Single by Madame

from the album L'amore
- Released: 9 June 2023
- Genre: Synth-pop
- Length: 3:14
- Label: Sugar Music
- Composer: Michele Zocca
- Lyricists: Francesca Calearo; Michele Zocca;
- Producer: Michelangelo

Madame singles chronology
| "Il bene nel male" (2023) | "Aranciata" (2023) | "Too Late" (2023) |

Music video
- "Aranciata" on YouTube

= Aranciata (song) =

"Aranciata" (lit. 'Orange juice') is a song by Italian rapper and singer Madame. It was produced by Michelangelo, and released on 9 June 2023 by Sugar Music.
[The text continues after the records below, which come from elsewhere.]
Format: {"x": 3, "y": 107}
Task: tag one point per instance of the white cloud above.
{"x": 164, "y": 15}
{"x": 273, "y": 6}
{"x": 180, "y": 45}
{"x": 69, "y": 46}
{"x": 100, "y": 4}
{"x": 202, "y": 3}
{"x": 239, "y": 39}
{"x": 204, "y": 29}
The song was included in the digital re-issue of her second studio album L'amore.

==Music video==
The music video for the song, directed by Martina Pastori, was released via Madame's YouTube channel on 15 June 2023.

==Personnel==
Credits adapted from Tidal.
- Michelangelo – producer, composer, lyricist
- Madame – associated performer, author, vocals

==Charts==

Chart performance for "Aranciata"
| Chart (2023) | Peak position |
|---|---|
| Italy (FIMI) | 39 |

==Certifications==

| Region | Certification | Certified units/sales |
| Italy (FIMI) | Platinum | 100,000^{‡} |
^{‡} Sales+streaming figures based on certification alone.